Background information. The idea that GPCRs (G-protein-coupled receptors) may exist as homo- or heterooligomers, although still controversial, is now widely accepted. Nevertheless, the functional roles of oligomerization are still unclear and gaining greater insight into the mechanisms underlying the dynamics of GPCR assembly and, in particular, assessing the effect of ligands on this process seems important. We chose to focus our present study on the effect of MT7 (muscarinic toxin 7), a highly selective allosteric peptide ligand, on the oligomerization state of the hM(1) (human M-1 muscarinic acetylcholine receptor subtype). Results. We analysed the hM(1) oligomerization state in membrane preparations or in live cells and observed the effect of MT7 via four complementary techniques: native-PAGE electrophoresis analysed by both Western blotting and autoradiography on solubilized membrane preparations of CHO-M1 cells (Chinese-hamster ovary cells expressing muscarinic M-1 receptors); FRET (fluorescence resonance energy transfer) experiments on cells expressing differently tagged M-1 receptors using either an acceptor photobleaching approach or a novel fluorescence emission anisotropy technique; and, finally, by BRET (bioluminescence resonance energy transfer) assays.
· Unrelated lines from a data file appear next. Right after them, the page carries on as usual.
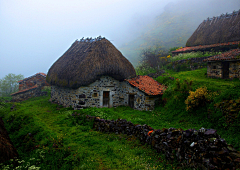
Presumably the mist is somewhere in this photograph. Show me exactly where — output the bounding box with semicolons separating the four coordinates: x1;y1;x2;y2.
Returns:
0;0;239;78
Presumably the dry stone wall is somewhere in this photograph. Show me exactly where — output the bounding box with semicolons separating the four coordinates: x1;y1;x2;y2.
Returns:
207;61;240;79
50;76;159;110
171;56;212;70
229;61;240;80
11;87;47;102
19;74;49;91
72;112;240;170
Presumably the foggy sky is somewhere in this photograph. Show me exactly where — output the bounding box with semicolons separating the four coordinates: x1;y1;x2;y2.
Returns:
0;0;238;78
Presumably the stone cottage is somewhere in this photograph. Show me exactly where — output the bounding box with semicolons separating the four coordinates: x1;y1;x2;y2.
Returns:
202;49;240;80
11;73;49;102
47;37;165;110
172;10;240;56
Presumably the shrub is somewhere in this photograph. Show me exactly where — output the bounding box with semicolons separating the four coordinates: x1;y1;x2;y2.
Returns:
185;87;218;111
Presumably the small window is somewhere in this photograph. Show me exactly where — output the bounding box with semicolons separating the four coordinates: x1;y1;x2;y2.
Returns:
137;98;141;103
92;93;98;97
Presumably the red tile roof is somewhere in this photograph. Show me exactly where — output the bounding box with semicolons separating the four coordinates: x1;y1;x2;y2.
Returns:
11;85;38;95
18;72;47;83
125;76;166;95
203;48;240;61
172;41;240;53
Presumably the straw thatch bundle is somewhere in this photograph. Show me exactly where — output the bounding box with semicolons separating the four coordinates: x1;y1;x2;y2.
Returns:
186;10;240;47
47;37;136;89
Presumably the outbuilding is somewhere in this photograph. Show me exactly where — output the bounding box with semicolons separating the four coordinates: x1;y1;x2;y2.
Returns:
204;48;240;80
47;37;166;110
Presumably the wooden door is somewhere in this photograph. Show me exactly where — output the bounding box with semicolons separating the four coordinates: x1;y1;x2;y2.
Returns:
103;91;109;107
128;94;134;108
222;61;229;79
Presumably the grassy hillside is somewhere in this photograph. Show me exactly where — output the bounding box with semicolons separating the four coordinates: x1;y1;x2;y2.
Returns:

Our results reveal that MT7 seems to protect the M-1 receptor from the dissociating effect of the detergent and induces an increase in the FRET and BRET signals, highlighting its ability to affect the dimeric form of the receptor. Conclusions. Our results suggest that MT7 binds to a dimeric form of hM(1) receptor, favouring the stability of this receptor state at the cellular level, probably by inducing some conformational rearrangements of the pre-existing muscarinic receptor homodimers.